But how do you make sure you get a proper break from work when your home has become your office?
It is harder to switch off from work when you never physically leave your workplace. In an ideal world, you would be able to create a home office in a spare room but, for many homeworkers, this just isn’t possible. What you can do is make sure you have separate zones for work and relaxation. Create somewhere you can relax and unwind at the end of a busy day – the living room is an ideal place for this and it’s a good idea to invest in a really comfortable sofa or armchair recliner. Don’t be tempted to work in the same spot you relax in. If possible, do your work in a different room or set up a desk with a firmer and more upright chair in a corner. Having one area for work and another play will help you resist the temptation to worry about your workload in your free time.

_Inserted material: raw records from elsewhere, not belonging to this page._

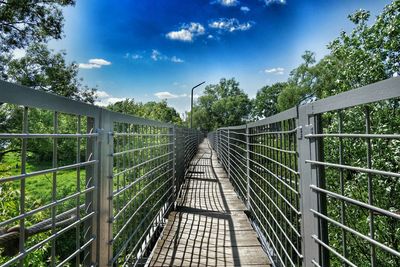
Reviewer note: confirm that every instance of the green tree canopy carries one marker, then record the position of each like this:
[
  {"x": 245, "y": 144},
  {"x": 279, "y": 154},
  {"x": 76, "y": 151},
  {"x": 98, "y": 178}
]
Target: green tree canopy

Try to stick to working set hours as much as possible. Having a routine will help your brain distinguish between when it is time to work and when you can relax. Establish boundaries concerning when you will and won’t work – this might mean making sure you have switched off your computer by a certain time or refusing to check work emails at weekends. Don’t feel you need to be available all the time – everyone needs some free time where they don’t have to think about work.

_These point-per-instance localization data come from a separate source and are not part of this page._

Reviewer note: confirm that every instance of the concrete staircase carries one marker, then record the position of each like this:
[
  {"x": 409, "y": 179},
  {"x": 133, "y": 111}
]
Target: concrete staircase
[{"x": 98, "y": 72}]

When you work from home, you can feel under pressure to be in productive work mode all the time. With no colleagues around to take breaks with, it can be easy to forget how important it is to take some time out during the day. Make sure you take regular screen breaks and, if possible, leave your home for a short walk or some exercise. Take advantage of the fact that you’re at home to make yourself a proper lunch and eat it away from your desk.
For some people, one of the appealing things about working from home is that they can wear whatever they want. However, having a work wardrobe helps our brains distinguish between the time we spend on our job and our free time. This doesn’t mean you have to spend hours getting ready if no one is going to see you but set aside some clothes you view as work attire and make sure you get yourself up, showered and dressed and eat breakfast before you start. Looking professional will help you feel professional and you can get changed into something more comfortable at the end of the day to signal you’re finished and ready to relax.